I’ve been a bad blogger lately. I’m still writing a lot…just not for my own blog. One of my goals when I started this blog a year ago was to eventually write for other sites as well. I’m happy that I am branching out however… I miss the blog! I miss you guys!
Here are a few things that I have done in the past 6 weeks:
1. Flown across the country and back, TWICE.
2. Witnessed my cousin get married.
3. Started a new job
4. Read all of Chelsea Handler‘s books (& kinda have fallen in love with Ms. Handler. Hi Chelsea, its me, Simone & I have a cupboard full of vodka. Wanna be friends?)
Somehow amidst all this chaos I have become a writer. I mean I think I’m a writer now.
Do you officially become a writer when someone pays you to write? Or have I always been a writer and now the only difference is that someone is actually paying me to do this? Or maybe the better question should be: why do I still feel awkward calling myself a writer when clearly that is what I do?
A few weeks ago I received my first cheque for some stories I had written. Even with the cheque in my hand, I still had this moment of disbelief where I said “Someone is actually paying me to do this?!” I guess I kind of feel the same way about writing as I do about being an adult. Even though I’m almost thirty, there are times where I still feel like a kid. Its like I am at the fair & I’ve managed to trick the Mullet-wearing-Carnie into letting me on the big kid’s ride even though I clearly do not meet the height requirements. Does this feeling ever go away?
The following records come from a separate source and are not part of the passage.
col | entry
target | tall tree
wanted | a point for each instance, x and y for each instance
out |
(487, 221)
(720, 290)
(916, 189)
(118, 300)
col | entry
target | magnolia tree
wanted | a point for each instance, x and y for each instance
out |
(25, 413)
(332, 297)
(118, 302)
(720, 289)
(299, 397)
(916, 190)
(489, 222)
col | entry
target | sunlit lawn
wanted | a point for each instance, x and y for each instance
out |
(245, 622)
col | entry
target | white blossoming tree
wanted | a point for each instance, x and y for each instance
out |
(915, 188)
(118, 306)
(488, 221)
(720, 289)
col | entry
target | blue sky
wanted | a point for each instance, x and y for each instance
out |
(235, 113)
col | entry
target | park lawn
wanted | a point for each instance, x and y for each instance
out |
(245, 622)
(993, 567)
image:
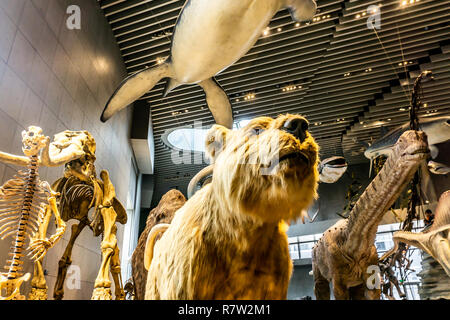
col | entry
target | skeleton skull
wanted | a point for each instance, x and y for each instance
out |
(83, 168)
(33, 141)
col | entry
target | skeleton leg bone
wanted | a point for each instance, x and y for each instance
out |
(102, 286)
(38, 284)
(115, 271)
(65, 261)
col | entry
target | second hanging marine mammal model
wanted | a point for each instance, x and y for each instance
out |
(209, 36)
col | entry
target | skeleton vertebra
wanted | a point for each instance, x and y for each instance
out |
(346, 250)
(25, 203)
(80, 191)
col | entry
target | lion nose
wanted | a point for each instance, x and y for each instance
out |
(296, 127)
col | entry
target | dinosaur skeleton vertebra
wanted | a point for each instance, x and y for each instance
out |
(25, 203)
(346, 250)
(80, 190)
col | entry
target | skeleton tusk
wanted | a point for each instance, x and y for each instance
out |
(13, 159)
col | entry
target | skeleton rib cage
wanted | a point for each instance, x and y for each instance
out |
(23, 201)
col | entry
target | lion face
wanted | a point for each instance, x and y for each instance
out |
(266, 169)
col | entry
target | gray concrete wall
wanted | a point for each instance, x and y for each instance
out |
(301, 284)
(60, 79)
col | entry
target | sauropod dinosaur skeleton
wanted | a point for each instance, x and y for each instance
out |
(346, 250)
(25, 201)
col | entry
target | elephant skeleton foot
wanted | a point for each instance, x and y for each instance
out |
(38, 294)
(102, 293)
(10, 288)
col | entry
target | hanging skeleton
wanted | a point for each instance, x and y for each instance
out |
(398, 257)
(25, 202)
(80, 190)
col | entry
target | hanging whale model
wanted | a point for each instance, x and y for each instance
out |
(209, 36)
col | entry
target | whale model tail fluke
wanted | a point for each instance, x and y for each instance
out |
(218, 102)
(170, 85)
(133, 87)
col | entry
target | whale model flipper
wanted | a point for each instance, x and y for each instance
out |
(133, 87)
(208, 37)
(218, 102)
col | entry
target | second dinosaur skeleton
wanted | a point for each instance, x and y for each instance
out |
(25, 202)
(346, 250)
(435, 240)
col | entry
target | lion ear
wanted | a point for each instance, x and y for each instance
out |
(215, 141)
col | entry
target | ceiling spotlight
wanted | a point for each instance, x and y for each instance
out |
(249, 96)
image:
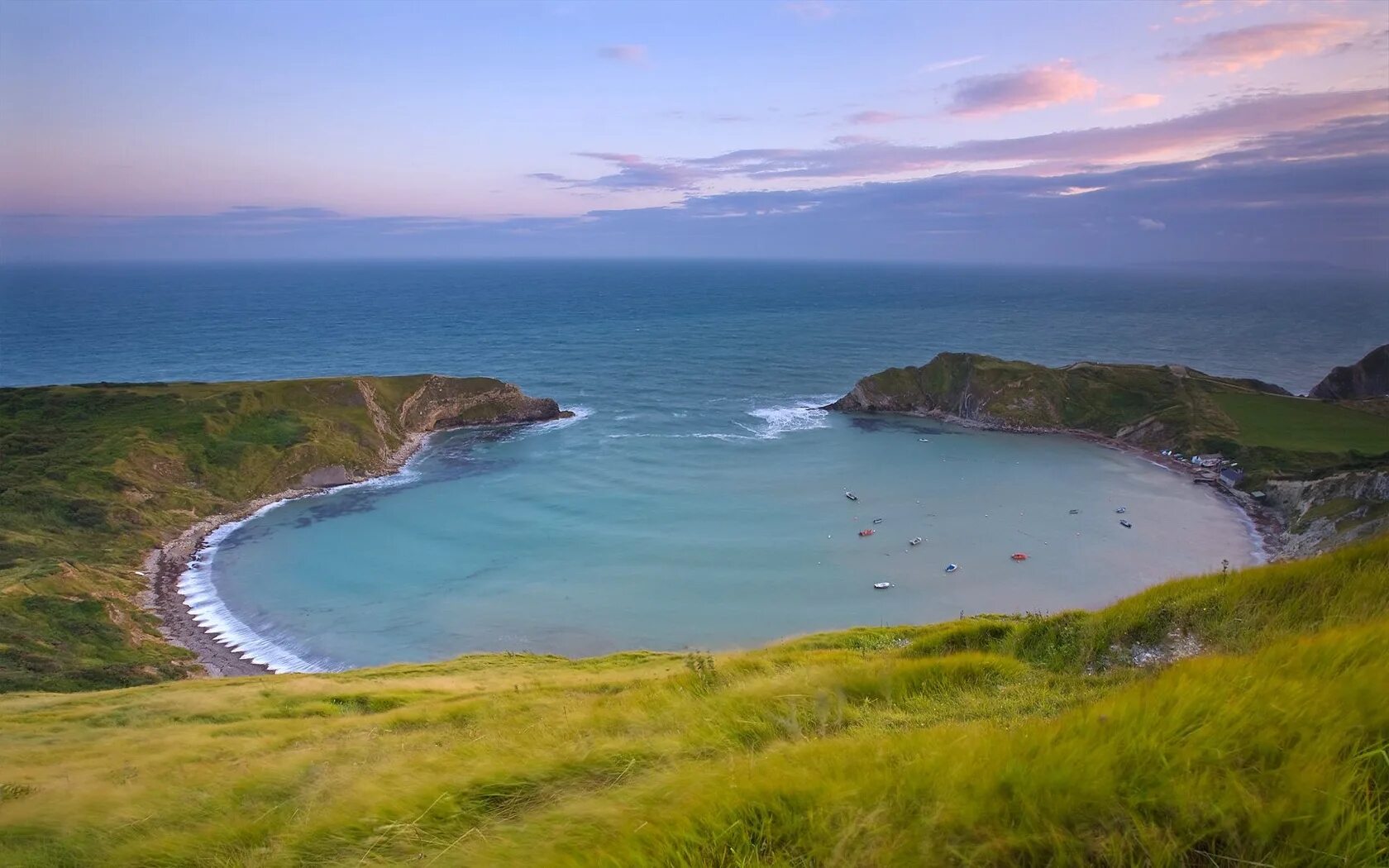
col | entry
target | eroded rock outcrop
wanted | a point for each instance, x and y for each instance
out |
(1366, 378)
(445, 402)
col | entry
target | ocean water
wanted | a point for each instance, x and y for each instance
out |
(696, 498)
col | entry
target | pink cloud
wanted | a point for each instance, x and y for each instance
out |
(1134, 100)
(876, 117)
(625, 53)
(1252, 47)
(1035, 88)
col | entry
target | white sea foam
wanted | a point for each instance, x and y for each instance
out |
(776, 421)
(786, 418)
(212, 614)
(278, 653)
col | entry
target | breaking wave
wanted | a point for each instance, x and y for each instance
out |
(212, 614)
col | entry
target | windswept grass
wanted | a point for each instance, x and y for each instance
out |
(1082, 737)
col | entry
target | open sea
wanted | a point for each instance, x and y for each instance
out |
(696, 498)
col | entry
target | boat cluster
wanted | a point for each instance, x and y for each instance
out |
(917, 541)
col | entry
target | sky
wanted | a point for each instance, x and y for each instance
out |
(1238, 131)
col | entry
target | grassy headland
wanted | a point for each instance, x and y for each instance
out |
(1211, 721)
(1268, 431)
(93, 477)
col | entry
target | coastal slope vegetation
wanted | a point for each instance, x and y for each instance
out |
(1156, 406)
(1224, 720)
(1278, 441)
(93, 477)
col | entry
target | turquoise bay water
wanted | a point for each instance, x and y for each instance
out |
(698, 498)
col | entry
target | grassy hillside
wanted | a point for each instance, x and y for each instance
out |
(93, 477)
(1266, 429)
(1211, 721)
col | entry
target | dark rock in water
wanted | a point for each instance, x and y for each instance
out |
(1366, 378)
(325, 477)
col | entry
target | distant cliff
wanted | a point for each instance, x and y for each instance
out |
(1170, 406)
(93, 477)
(1325, 465)
(1366, 378)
I’ve also realized that I don’t give myself enough credit.
I look at the glass as half-empty instead of half-full. I let negative voices in my head discount things that I have obviously worked hard for (“Yes, I’m doing what I want to be doing but I’m still not making much money“….”The blog is going well…but its still not where I want it to be“…..”Every time I’m filing a document I have to sing the ABCs in my head. What is wrong with me?!“….you get the idea). Its like I’m looking forward so much that I don’t see what is happening in the now. For example -that I am actually doing what I wanted to do a year ago.
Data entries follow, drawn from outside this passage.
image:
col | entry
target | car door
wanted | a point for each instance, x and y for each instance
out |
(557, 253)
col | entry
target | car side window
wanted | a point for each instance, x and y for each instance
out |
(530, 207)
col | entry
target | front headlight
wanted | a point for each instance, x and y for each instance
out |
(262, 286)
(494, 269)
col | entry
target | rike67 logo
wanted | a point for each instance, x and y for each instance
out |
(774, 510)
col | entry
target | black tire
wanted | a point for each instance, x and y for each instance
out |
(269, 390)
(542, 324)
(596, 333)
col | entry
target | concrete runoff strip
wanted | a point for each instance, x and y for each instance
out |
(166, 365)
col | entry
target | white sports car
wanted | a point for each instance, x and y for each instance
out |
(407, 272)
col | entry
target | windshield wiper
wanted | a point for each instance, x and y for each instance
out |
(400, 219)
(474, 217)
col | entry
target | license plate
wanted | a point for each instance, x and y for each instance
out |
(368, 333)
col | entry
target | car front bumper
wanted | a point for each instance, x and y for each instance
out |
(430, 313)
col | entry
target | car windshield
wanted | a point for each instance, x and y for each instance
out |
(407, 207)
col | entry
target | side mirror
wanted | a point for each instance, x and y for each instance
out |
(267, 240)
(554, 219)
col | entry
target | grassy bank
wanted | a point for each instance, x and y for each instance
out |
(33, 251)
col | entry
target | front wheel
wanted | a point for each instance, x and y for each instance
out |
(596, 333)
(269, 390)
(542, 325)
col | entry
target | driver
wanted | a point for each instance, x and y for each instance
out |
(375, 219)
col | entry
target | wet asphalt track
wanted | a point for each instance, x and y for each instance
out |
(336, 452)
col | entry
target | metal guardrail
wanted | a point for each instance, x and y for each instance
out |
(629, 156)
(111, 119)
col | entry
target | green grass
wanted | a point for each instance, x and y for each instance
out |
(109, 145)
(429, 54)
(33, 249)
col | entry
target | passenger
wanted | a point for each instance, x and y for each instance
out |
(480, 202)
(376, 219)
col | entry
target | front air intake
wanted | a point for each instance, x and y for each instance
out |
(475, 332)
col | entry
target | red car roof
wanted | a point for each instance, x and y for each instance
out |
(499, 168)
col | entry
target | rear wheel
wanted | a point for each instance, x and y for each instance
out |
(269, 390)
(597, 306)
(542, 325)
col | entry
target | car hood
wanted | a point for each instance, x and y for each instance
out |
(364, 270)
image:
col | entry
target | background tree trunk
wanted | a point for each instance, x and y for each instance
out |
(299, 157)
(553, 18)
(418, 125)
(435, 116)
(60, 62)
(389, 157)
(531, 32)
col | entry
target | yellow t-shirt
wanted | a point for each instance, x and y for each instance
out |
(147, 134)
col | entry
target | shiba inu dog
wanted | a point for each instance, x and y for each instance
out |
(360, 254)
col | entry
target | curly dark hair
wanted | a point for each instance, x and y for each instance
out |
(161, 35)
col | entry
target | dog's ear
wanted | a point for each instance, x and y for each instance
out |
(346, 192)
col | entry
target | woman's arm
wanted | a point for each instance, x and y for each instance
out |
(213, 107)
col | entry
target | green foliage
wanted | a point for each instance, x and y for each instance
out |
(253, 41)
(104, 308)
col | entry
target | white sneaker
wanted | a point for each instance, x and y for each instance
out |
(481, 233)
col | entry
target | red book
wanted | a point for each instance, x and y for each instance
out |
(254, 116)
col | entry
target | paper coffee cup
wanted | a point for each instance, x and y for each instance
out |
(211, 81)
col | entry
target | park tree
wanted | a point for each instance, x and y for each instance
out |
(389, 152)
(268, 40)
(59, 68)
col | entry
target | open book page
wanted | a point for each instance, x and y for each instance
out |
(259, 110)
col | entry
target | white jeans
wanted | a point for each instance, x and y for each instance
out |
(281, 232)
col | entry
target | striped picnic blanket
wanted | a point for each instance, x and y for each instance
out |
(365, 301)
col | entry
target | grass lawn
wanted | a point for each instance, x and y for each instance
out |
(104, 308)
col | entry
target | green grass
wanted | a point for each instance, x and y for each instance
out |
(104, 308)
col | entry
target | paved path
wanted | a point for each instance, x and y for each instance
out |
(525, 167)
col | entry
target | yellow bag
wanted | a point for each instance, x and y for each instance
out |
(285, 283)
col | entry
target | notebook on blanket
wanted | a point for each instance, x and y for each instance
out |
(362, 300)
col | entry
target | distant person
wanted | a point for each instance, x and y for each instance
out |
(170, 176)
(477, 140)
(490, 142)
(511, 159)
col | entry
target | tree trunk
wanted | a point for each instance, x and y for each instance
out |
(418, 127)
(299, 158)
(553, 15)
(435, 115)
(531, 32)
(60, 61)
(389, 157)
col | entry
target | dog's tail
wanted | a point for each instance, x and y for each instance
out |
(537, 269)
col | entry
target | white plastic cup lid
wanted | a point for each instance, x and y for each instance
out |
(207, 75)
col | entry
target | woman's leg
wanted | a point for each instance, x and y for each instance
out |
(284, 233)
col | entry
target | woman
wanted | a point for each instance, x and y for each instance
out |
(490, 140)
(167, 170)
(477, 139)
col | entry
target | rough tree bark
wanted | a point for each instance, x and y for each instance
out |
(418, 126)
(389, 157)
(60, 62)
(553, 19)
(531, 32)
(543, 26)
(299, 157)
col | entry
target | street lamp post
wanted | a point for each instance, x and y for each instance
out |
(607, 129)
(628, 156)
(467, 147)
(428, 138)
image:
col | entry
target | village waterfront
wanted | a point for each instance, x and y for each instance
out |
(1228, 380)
I don’t want to ever get in the habit of having good things happen & not taking the time to really appreciate them. Achievements (however small) still need to be celebrated.
Celebrating means getting Ukelele Misfit to take a dorky photo of me posing with my first writing cheque (taken last week in Little Italy after we pigged out on Gelato)
Because this is me we’re talking about- I’ve already squandered my earnings on shoes. Ralph Lauren patent leather platform sandals. (I don’t think I’ve bought anything by Ralph Lauren since the 90’s!) But, these shoes are simple & black & shiny & I fell in love as soon as I saw them.
And, they make me super tall. And, yes – I really am THAT white. And, because I am going to try and ride that “big kid ride” like I actually belong on it, I’ve decided to save the rest of my writing money for something really, really good.
If I save all my writing money, in like… 4-6 years I should be able to buy a pair of pretty red soled shoes. Oh yeah.
Does anyone else have the same problem? How do you celebrate success?